Vraie question de mise en scène : Kong, contrairement à son rival, n’est pas une créature marine et accuse un handicap notable, sa marge de manœuvre se réduisant à la petite plateforme (à l’échelle de ces colosses mythologiques) sur laquelle il se tient, et éventuellement aux quelques navires qui se situent autour. Surprise, donc : pour une fois, le décor n’est pas qu’une toile de fond, comme dans la séquence finale du film, qui se déroule à Hong Kong, concentration de gratte-ciels à détruire, mais bien un espace que les corps vont devoir dompter, et ce à plusieurs échelles. Verticale, d’abord, entre la surface et la profondeur, où Godzilla règne en maître et peut faire jaillir sans entraves son rayon bleu mortifère. Horizontal, ensuite, où Kong bénéficie d’une seule carte à jouer, son regard, quand la vision de Godzilla se cantonne en l’occurrence à une perspective sous-marine. L’intelligence de la séquence tient au refus, comme il est coutume dans ses réunions de figures super-humaines, d’adopter une stricte égalité des points de vue, en passant alternativement d’une icône à une autre, ce qui conduit généralement à une inanité du découpage, dont le rôle est de faire « briller » les protagonistes plus que d’organiser réellement une dynamique entre eux. La scène fait un choix : son centre de gravité, quand bien même elle repose sur un montage alterné (Kong, Godzilla, et ces encombrants humains, spectateurs passifs et empruntés qui peuplent inutilement la franchise), c’est bien le roi de Skull Island. D’où quelques raccords étonnants et trouvailles de mise en scène, comme cette chaîne – littérale – dans le montage (cf. captures ci-dessous). Alors que Godzilla traîne derrière lui la carcasse d’une épave dont l’ancre s’est accrochée à sa queue, le plan suivant montre Kong tirant sur ses propres chaînes. Raccord : le navire détruit refait surface, tracté par le lézard géant, toutefois hors champ, de sorte que l’on pourrait croire, en lisant la stricte succession des plans, que c’est aussi cette chaîne que soulève le colosse prisonnier. Et de fait c’est vers lui que s’élance la ruine fantôme – beau plan, d’ailleurs, où l’ombre de Godzilla s’estompe sous l’eau, pour ne plus laisser qu’entrevoir la trace de son immersion.

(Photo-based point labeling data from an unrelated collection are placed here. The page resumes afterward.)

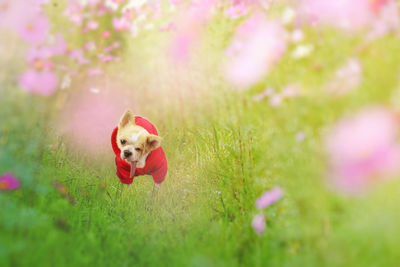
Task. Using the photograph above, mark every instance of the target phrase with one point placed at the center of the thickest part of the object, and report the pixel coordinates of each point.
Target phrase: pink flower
(78, 55)
(120, 24)
(269, 197)
(256, 47)
(94, 72)
(235, 11)
(90, 46)
(92, 25)
(105, 34)
(258, 223)
(347, 15)
(9, 182)
(59, 46)
(35, 29)
(41, 83)
(361, 148)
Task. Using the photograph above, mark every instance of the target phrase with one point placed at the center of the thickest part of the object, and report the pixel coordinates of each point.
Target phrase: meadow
(224, 149)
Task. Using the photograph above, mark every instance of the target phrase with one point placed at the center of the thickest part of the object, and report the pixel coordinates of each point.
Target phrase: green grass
(223, 152)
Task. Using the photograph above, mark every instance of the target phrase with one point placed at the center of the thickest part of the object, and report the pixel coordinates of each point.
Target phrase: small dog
(137, 149)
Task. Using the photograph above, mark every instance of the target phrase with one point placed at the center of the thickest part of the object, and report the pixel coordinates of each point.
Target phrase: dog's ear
(153, 142)
(127, 118)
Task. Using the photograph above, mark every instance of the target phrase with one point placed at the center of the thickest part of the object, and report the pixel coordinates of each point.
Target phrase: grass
(223, 152)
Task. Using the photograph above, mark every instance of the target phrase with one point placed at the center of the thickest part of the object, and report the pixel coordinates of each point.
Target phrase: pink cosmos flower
(78, 55)
(191, 26)
(90, 46)
(257, 45)
(269, 197)
(363, 148)
(9, 182)
(258, 223)
(387, 18)
(39, 82)
(34, 29)
(342, 14)
(94, 72)
(105, 34)
(92, 25)
(236, 11)
(120, 24)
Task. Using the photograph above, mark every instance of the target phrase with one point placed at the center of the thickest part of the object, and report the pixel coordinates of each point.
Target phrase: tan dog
(138, 149)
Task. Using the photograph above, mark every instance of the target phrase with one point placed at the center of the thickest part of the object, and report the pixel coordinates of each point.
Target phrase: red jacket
(156, 162)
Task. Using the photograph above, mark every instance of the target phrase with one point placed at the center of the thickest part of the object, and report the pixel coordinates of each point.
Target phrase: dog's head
(134, 141)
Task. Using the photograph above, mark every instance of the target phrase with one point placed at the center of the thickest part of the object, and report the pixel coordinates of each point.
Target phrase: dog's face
(134, 141)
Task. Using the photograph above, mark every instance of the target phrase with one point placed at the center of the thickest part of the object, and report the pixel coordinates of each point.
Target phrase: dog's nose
(127, 153)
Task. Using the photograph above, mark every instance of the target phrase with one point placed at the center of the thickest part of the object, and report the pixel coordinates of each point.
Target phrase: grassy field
(223, 150)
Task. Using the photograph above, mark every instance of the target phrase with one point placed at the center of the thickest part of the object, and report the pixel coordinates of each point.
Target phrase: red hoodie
(156, 162)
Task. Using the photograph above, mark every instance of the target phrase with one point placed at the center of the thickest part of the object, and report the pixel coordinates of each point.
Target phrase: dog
(137, 149)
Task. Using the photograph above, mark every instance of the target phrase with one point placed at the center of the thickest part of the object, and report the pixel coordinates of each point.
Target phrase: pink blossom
(342, 14)
(121, 24)
(235, 11)
(94, 72)
(59, 47)
(39, 82)
(34, 30)
(363, 148)
(269, 197)
(78, 55)
(90, 46)
(258, 223)
(255, 49)
(92, 25)
(189, 29)
(387, 18)
(105, 34)
(300, 136)
(9, 182)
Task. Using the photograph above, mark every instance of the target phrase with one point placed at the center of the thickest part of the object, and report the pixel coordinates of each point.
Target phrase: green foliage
(222, 155)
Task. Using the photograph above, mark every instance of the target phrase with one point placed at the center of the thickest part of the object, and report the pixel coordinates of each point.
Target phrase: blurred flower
(94, 72)
(347, 77)
(120, 24)
(257, 45)
(342, 14)
(39, 82)
(269, 197)
(236, 10)
(300, 136)
(189, 29)
(302, 51)
(92, 25)
(362, 148)
(258, 223)
(78, 55)
(90, 46)
(297, 36)
(387, 19)
(9, 182)
(34, 29)
(288, 15)
(105, 34)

L’action s’organise ainsi autour de ce corps (cf. le mouvement de caméra rotatif, quelques minutes plus tard, lorsque Kong regagne la surface, libéré de ses chaînes) qui constitue à la fois le point de convergence des dynamiques et une force centripède exploitant pleinement les éléments du décor pour combler son désavantage spatial. Belle scène, dans un film qui l’est certes moins, mais qui rappelle que le tumulte des blockbusters sait encore produire, ici et là, du cinéma.